Engineers at the Massachusetts Institute of Technology have devised a way of converting old car batteries into long-lasting, low-cost solar panels.
The materials recycled from one car battery, which include a compound called perovskite, could potentially produce enough solar panels to power 30 homes.
"Perovskite solar cells (PSCs) show great promise as a new large-scale and cost-competitive photovoltaic technology," researchers wrote in a paper describing the technique.
"The power conversion efficiencies have achieved over 15% within 18 months of development, and thus perovskite materials have attracted great attention in photovoltaic research."
Currently, the manufacture of PSCs relies on the production of raw lead ore, which raises environmental concerns due to the harmful ecological effects brought about by the methods of production.
The use of recycled car batteries also addresses the problem of disposing of lead-acid batteries.
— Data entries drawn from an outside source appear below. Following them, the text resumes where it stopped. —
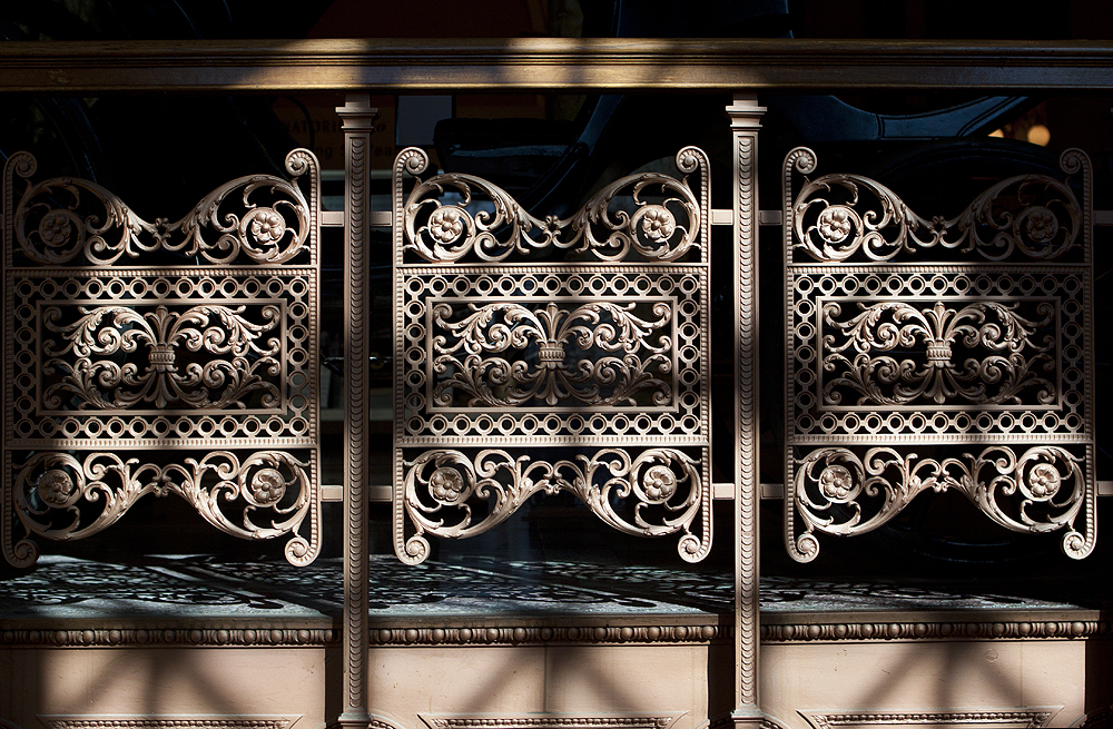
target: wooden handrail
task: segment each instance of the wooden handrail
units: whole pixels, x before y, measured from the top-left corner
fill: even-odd
[[[0,92],[1113,89],[1110,41],[336,39],[0,43]]]

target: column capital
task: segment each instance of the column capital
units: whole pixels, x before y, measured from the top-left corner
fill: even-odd
[[[736,93],[733,102],[727,107],[730,128],[736,131],[757,131],[761,128],[761,117],[765,112],[766,108],[758,104],[756,93]]]
[[[336,114],[343,120],[343,129],[371,131],[378,118],[378,108],[371,106],[370,93],[348,93],[344,97],[344,106],[336,107]]]

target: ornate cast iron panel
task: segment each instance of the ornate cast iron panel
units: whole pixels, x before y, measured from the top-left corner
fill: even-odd
[[[32,535],[81,539],[177,494],[313,561],[316,159],[295,150],[294,181],[242,177],[176,223],[89,180],[23,183],[35,168],[20,152],[4,170],[4,556],[28,567]]]
[[[785,159],[786,541],[859,534],[932,489],[1094,548],[1089,158],[920,217],[856,175]],[[1080,521],[1081,520],[1081,521]],[[802,532],[799,526],[802,525]]]
[[[394,166],[394,540],[505,521],[568,491],[629,534],[710,549],[707,156],[648,173],[575,215],[532,217],[469,175]],[[698,191],[689,186],[698,180]]]

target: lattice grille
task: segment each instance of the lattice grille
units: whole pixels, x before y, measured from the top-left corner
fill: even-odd
[[[932,489],[998,524],[1095,539],[1090,160],[928,220],[856,175],[785,160],[786,540],[857,534]],[[1081,191],[1080,195],[1075,190]],[[1080,533],[1075,521],[1084,513]],[[804,532],[797,534],[802,524]]]
[[[89,180],[4,175],[4,554],[170,493],[246,539],[319,549],[316,160],[232,180],[176,223]],[[20,195],[16,200],[17,194]],[[122,265],[127,264],[127,265]],[[136,265],[142,264],[142,265]],[[302,535],[308,519],[309,535]]]
[[[505,521],[544,491],[604,522],[710,548],[708,199],[687,177],[615,181],[570,218],[467,175],[395,162],[395,549]]]

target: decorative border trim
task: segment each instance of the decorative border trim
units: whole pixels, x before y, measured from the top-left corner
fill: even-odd
[[[288,729],[297,723],[295,717],[236,717],[214,718],[168,715],[149,716],[55,716],[37,717],[49,729]]]
[[[157,648],[240,646],[319,648],[339,644],[341,631],[322,628],[86,628],[0,632],[2,648]]]
[[[1078,639],[1113,633],[1110,620],[790,623],[761,625],[766,643]]]
[[[339,628],[99,627],[70,630],[0,630],[0,650],[9,648],[332,648]],[[728,625],[474,625],[392,627],[368,631],[368,646],[683,646],[730,639]],[[845,641],[1085,640],[1113,637],[1113,620],[1034,620],[981,622],[788,623],[761,625],[761,643]]]
[[[913,712],[848,712],[824,713],[799,711],[815,729],[860,726],[916,726],[916,725],[983,725],[1008,723],[1016,729],[1041,729],[1046,727],[1063,707],[1031,707],[1024,709],[997,709],[993,711],[913,711]]]
[[[659,716],[584,717],[577,715],[548,715],[530,717],[456,716],[418,713],[429,729],[669,729],[686,712],[667,712]]]

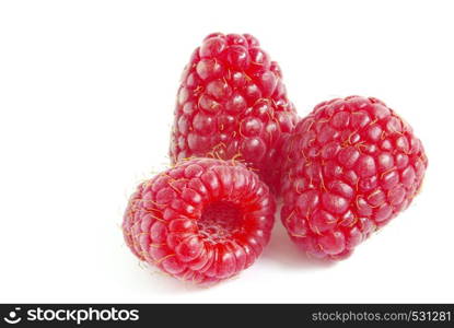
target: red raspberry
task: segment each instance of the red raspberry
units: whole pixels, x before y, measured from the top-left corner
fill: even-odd
[[[268,244],[275,200],[234,161],[199,159],[141,184],[125,213],[127,245],[182,280],[212,283],[249,267]]]
[[[428,161],[411,127],[376,98],[317,105],[286,145],[281,219],[307,254],[341,259],[405,210]]]
[[[280,68],[258,40],[248,34],[210,34],[182,75],[171,159],[235,159],[275,188],[281,144],[295,121]]]

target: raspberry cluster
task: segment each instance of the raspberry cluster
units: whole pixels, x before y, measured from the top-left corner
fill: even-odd
[[[405,210],[427,157],[410,126],[376,98],[315,106],[286,144],[281,220],[315,257],[340,259]]]
[[[171,160],[234,157],[277,188],[279,151],[295,122],[281,70],[258,40],[249,34],[214,33],[183,72]]]
[[[123,229],[139,259],[210,283],[255,261],[269,242],[275,209],[268,187],[242,164],[199,159],[141,184]]]
[[[138,186],[123,231],[140,260],[196,283],[257,259],[277,197],[304,253],[350,256],[411,203],[428,165],[411,127],[376,98],[335,98],[299,119],[278,63],[249,34],[203,39],[174,117],[172,167]]]

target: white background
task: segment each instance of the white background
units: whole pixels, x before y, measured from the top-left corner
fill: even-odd
[[[454,302],[452,1],[2,1],[0,302]],[[252,33],[304,115],[385,101],[429,156],[421,195],[342,262],[278,222],[238,278],[199,289],[124,245],[136,184],[165,167],[179,74],[211,32]]]

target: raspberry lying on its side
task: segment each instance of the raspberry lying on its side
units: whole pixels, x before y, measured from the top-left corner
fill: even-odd
[[[235,159],[275,189],[281,145],[295,122],[281,70],[258,40],[210,34],[182,75],[171,159]]]
[[[197,283],[249,267],[268,244],[275,200],[234,161],[183,161],[137,188],[125,213],[127,245],[141,260]]]
[[[408,124],[384,103],[317,105],[286,145],[281,220],[307,254],[341,259],[405,210],[428,165]]]

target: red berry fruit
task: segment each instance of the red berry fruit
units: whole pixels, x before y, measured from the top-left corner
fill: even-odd
[[[211,34],[183,72],[172,163],[193,156],[235,159],[275,188],[281,145],[295,121],[279,66],[258,40],[248,34]]]
[[[183,161],[137,188],[125,213],[127,245],[141,260],[196,283],[249,267],[268,244],[275,200],[234,161]]]
[[[428,160],[396,113],[372,97],[317,105],[286,145],[281,220],[318,258],[341,259],[405,210]]]

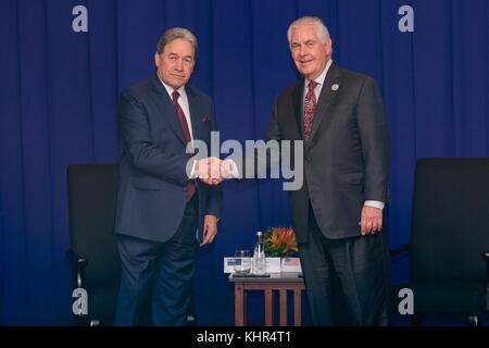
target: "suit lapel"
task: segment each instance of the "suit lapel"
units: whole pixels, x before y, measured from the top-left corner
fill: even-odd
[[[304,90],[304,78],[296,84],[292,91],[292,102],[293,102],[293,113],[296,114],[297,126],[299,128],[299,134],[301,139],[304,138],[304,122],[302,119],[302,94]]]
[[[158,75],[153,76],[152,85],[153,85],[152,98],[161,111],[162,119],[170,125],[173,133],[175,133],[175,135],[181,141],[181,144],[185,145],[186,141],[184,139],[184,134],[181,133],[181,127],[178,121],[178,115],[176,113],[175,105],[173,104],[172,99],[170,98],[165,87],[160,82]]]
[[[333,63],[329,67],[328,73],[326,74],[326,78],[324,79],[323,88],[321,89],[319,100],[317,103],[316,112],[313,117],[313,125],[311,130],[311,137],[309,138],[309,142],[312,141],[314,135],[319,128],[321,123],[324,119],[327,117],[327,113],[329,108],[331,107],[333,101],[338,92],[337,90],[333,90],[333,85],[337,84],[339,86],[339,69]]]
[[[185,91],[187,92],[188,99],[188,108],[190,109],[190,120],[192,122],[192,135],[193,139],[200,139],[200,120],[201,112],[199,108],[199,102],[197,100],[197,96],[191,87],[186,87]]]

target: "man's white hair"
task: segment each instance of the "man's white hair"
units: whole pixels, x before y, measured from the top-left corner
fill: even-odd
[[[291,45],[290,40],[292,38],[292,29],[294,27],[298,27],[298,26],[304,25],[304,24],[313,24],[316,26],[317,37],[319,38],[321,42],[324,44],[329,38],[329,30],[326,27],[326,24],[324,24],[324,22],[319,17],[311,17],[311,16],[300,17],[300,18],[293,21],[292,24],[290,24],[289,29],[287,30],[287,40],[289,41],[289,47]]]

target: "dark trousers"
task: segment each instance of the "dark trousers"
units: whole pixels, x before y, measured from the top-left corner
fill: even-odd
[[[299,245],[299,253],[313,325],[388,325],[385,234],[328,239],[311,208],[309,221],[308,240]]]
[[[117,235],[122,278],[114,325],[186,323],[199,246],[197,204],[195,197],[187,203],[181,223],[168,241]]]

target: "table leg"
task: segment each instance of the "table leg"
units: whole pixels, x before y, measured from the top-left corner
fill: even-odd
[[[287,289],[280,289],[280,326],[287,326]]]
[[[301,289],[293,289],[293,326],[301,326]]]
[[[273,293],[271,288],[265,289],[265,326],[274,325],[274,316],[273,316]]]
[[[242,284],[235,283],[235,325],[244,326],[244,296]]]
As such batteries are retired in favour of more efficient lithium-ion batteries, lead batteries pose a pollutant risk to the environment.
"Once the battery technology evolves, over 200 million lead-acid batteries will potentially be retired in the United States, and that could cause a lot of environmental issues," said Angela Belcher, W.M. Keck Professor of Energy at MIT and co-author of the study.
Solar panels produced using this new method encapsulate the lead-containing layer, further reducing the risk of lead contamination of the environment.
Yang Yang, a professor at the University of California not involved in the study, said: "Wow, what an interesting paper, that turns the waste of one system into a valuable resource for another.
"I think the work demonstrated here can resolve a major issue of industrial waste and provide a solution for future renewable energy."